Materiais pedagógicos foram apresentados, sorteados e distribuídos, além do conteúdo literário apresentado no simpósio. Andrea Viviana Taubman, autora da obra “Não me toca, seu boboca!”, apresentou o livro, que é uma ferramenta para a prevenção ao abuso sexual direcionada ao público infantojuvenil. Ritoca, uma coelhinha humanizada, tem sua história contada ao lado de outros animais que são convidados para brincar na casa do Seu Pipoca, um lobo que se esconde sob a pele de um carneiro e se aproxima dos pequenos na tentativa do abuso.

“É difícil falar sobre abuso sexual com crianças e adolescentes, eu sei que é. Mas é extremamente necessário abordar estes temas, especialmente na literatura infantil. Ensinar o poder do não e da denúncia, credibilizar o discurso infantil e ser capaz de conversar abertamente a respeito, este é o caminho. Levei sete anos escrevendo e reescrevendo este livro, até alcançar a máxima sutileza e clareza na discussão. E muito me impressionam os relatos de meninos e meninas que vocalizaram transtornos e violências através do contato com a Ritoca”, conta Andrea, em entrevista exclusiva à Coluna Quem tem boca vai à luta, da Rede Peteca. Veja mais uma parte da conversa no vídeo:

Conhecimento de causa

Na alça do combate e enfrentamento às violações de direitos, um dos painéis que mais chamou a atenção do público presente foi apresentado pelo procurador do trabalho do Estado do Ceará e titular da Coordenadoria Nacional de Combate à Exploração do Trabalho da Criança e do Adolescente (Coordinfância), o doutor Antônio de Oliveira Lima, responsável por diversas ações do Peteca. Bem como a doutora Maria Zuíla Lima Dutra, desembargadora do trabalho do TRT da 8ª Região, além de gestora nacional e coordenadora regional do Programa de Combate ao Trabalho Infantil e de Estímulo à Aprendizagem da Justiça do Trabalho. Ambos apresentaram o embasamento teórico dos malefícios do trabalho infantil e da necessidade de convocarmos diferentes repartições da sociedade para que contribuam para esta luta.

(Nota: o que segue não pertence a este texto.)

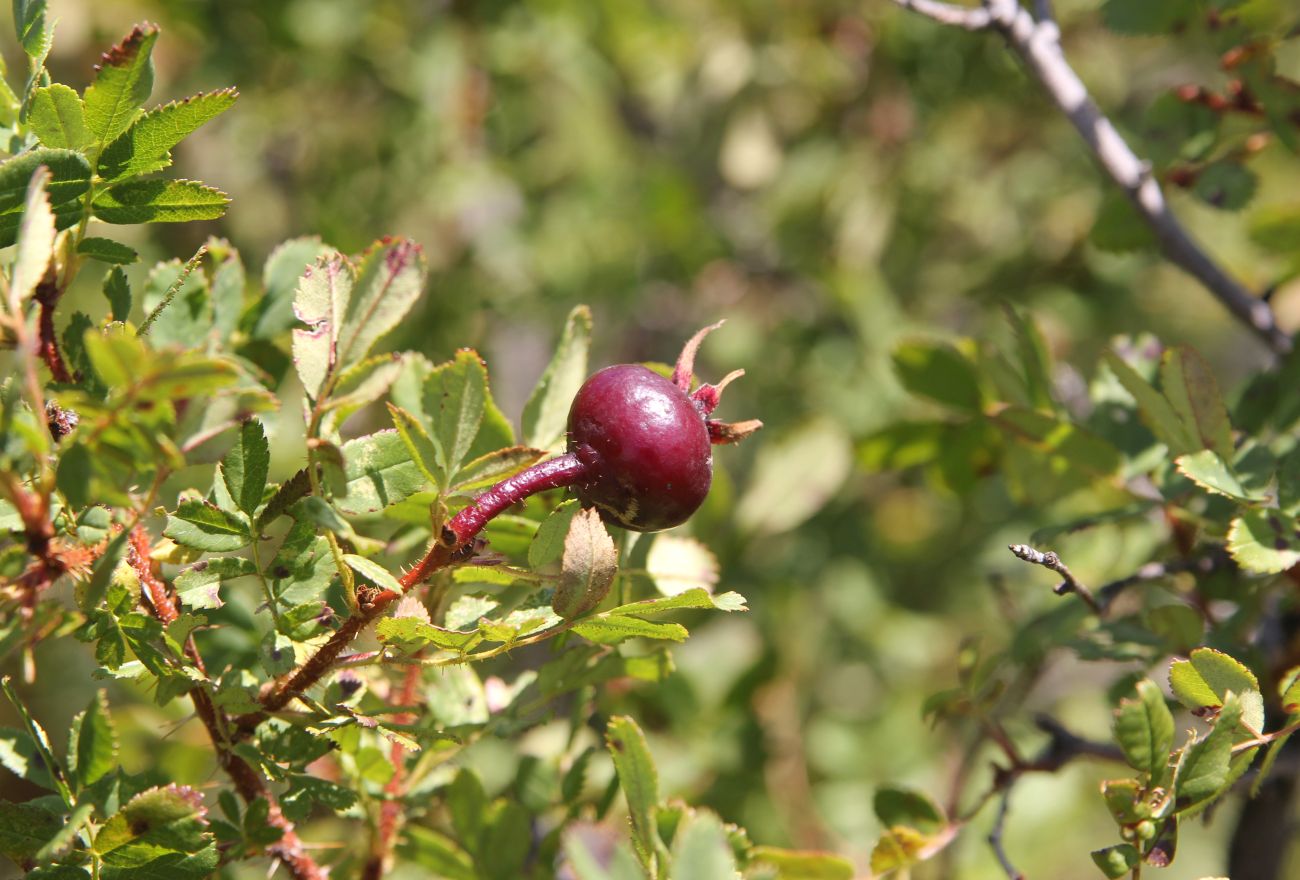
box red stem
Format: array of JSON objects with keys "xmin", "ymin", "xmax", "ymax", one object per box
[{"xmin": 33, "ymin": 273, "xmax": 70, "ymax": 384}]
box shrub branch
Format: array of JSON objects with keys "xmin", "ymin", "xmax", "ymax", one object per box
[{"xmin": 892, "ymin": 0, "xmax": 1292, "ymax": 355}]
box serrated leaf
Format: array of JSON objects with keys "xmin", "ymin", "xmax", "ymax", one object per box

O que realmente surpreendeu a todos foi a vivência de Antônio e Zuíla como crianças que tiveram seus direitos violados no exercício do trabalho infantil – ele na agricultura e ela na venda de merenda em fábricas. Histórias de resiliência que encontraram no resgate da infância uma oportunidade de construir um futuro digno e pautado na defesa de outros meninos e meninas que, assim como eles, precisam ser alvo do duro ofício do trabalho precoce.

O doutor Antônio de Oliveira Lima ainda narrou parte do trabalho que vem desenvolvendo nos quatro cantos do país articulando a formação dos Comitês de Adolescentes pela Prevenção e Erradicação do Trabalho Infantil. A iniciativa promove a inclusão da criança e do adolescente no combate e enfrentamento do trabalho infantil, promovendo tal discussão dentro dos espaços de convivência deste público.

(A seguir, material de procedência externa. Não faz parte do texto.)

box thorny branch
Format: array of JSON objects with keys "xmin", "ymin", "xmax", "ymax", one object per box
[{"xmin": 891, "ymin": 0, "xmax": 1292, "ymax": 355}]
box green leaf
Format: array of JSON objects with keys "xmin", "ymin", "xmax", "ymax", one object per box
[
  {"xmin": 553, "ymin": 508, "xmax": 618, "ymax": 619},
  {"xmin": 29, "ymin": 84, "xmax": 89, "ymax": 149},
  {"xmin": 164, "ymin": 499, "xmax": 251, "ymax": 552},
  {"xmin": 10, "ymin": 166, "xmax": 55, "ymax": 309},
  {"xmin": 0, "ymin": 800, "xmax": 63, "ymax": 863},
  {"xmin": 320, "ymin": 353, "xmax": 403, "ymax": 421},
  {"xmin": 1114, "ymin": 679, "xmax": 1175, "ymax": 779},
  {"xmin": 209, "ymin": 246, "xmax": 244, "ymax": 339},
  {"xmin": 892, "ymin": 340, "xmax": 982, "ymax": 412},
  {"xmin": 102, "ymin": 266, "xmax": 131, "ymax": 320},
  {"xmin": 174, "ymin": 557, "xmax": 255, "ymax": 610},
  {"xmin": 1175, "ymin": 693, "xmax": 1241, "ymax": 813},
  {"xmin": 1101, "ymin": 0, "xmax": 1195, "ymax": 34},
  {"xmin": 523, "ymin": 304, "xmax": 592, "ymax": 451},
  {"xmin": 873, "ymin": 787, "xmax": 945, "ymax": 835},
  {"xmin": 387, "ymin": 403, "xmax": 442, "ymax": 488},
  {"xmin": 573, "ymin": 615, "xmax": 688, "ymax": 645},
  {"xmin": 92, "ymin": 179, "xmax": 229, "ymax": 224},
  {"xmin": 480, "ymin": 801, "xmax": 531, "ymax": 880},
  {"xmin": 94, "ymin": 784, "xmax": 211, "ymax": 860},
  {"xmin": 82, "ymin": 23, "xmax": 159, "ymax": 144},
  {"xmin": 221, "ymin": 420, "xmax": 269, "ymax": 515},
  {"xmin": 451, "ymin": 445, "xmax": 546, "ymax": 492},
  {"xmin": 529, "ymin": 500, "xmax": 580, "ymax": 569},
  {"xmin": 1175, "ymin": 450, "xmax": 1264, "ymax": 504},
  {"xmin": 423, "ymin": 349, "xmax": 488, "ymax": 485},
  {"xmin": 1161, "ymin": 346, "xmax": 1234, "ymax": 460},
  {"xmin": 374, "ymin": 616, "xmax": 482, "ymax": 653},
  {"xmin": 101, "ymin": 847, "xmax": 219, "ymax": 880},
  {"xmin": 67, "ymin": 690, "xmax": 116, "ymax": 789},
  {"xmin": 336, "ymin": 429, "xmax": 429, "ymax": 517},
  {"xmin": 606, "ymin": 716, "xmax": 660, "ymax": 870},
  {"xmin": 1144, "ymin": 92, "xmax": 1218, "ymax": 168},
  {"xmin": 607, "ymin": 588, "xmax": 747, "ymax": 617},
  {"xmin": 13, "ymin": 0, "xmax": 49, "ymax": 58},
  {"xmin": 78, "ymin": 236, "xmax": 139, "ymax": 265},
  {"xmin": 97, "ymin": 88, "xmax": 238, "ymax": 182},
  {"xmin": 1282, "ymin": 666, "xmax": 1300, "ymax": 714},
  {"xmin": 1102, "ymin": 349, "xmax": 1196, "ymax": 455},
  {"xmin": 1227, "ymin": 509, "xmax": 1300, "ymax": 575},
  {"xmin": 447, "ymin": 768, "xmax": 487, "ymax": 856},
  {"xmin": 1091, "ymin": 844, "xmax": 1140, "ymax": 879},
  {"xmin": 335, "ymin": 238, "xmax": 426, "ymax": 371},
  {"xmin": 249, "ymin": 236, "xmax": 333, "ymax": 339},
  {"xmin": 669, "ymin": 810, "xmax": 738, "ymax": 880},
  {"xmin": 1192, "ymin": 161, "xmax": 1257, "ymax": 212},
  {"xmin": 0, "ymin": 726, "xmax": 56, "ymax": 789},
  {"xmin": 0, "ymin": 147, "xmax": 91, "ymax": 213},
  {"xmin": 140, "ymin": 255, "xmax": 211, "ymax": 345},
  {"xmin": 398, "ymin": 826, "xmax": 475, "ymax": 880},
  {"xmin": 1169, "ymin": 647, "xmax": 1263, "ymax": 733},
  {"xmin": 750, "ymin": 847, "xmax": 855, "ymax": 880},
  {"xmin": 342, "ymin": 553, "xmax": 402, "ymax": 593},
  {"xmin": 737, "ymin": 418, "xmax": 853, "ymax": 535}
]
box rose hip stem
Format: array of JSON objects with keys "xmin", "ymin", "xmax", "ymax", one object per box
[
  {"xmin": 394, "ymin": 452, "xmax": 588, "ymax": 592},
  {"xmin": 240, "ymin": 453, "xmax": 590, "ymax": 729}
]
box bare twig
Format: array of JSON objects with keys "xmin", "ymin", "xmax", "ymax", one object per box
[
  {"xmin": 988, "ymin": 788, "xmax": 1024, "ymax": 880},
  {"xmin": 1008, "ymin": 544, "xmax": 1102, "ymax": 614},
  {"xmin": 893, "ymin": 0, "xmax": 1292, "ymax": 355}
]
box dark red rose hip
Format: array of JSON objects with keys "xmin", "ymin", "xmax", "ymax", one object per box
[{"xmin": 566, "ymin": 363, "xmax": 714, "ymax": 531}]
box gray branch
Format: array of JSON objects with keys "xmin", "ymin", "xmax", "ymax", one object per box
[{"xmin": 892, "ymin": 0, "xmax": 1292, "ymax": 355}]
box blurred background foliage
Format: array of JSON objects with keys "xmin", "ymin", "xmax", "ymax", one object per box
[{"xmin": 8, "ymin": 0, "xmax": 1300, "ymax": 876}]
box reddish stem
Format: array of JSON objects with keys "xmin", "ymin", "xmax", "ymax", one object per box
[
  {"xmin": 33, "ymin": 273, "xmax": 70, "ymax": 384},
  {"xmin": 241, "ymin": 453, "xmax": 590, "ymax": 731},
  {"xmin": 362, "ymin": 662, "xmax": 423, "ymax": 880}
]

Painel montado por crianças e adolescentes de Barcarena (Foto: Anna Luiza Calixto)

Painel montado por crianças e adolescentes de Barcarena

Crédito: Anna Luiza Calixto

Esperança organizada

O Simpósio Nacional de Fortalecimento do Sistema de Garantia de Direitos foi lar de discussões imprescindíveis na semana do dia 7, construindo a discussão em um novo formato: diferentes áreas e repartições da rede protetiva dialogando sobre suas realidades, promovendo a intersetorialidade e repartindo suas perspectivas de atuação para multiplicar os resultados.

Como dizia Paulo Freire, “esperança que não se organiza morre”. E o que é o simpósio senão um momento de articulação da esperança? Um campo de treinamento para a atuação no território? Um ponto de encontro daqueles que transformam sua indignação em força para lutar? Um pouco de cada um para a soma do todo. Um pouco de todos para que cada um dê muito de si. Formar e capacitar para transformar. Tirar a esperança do papel e conduzi-la para a realidade de quem realmente importa, nossos meninos e meninas.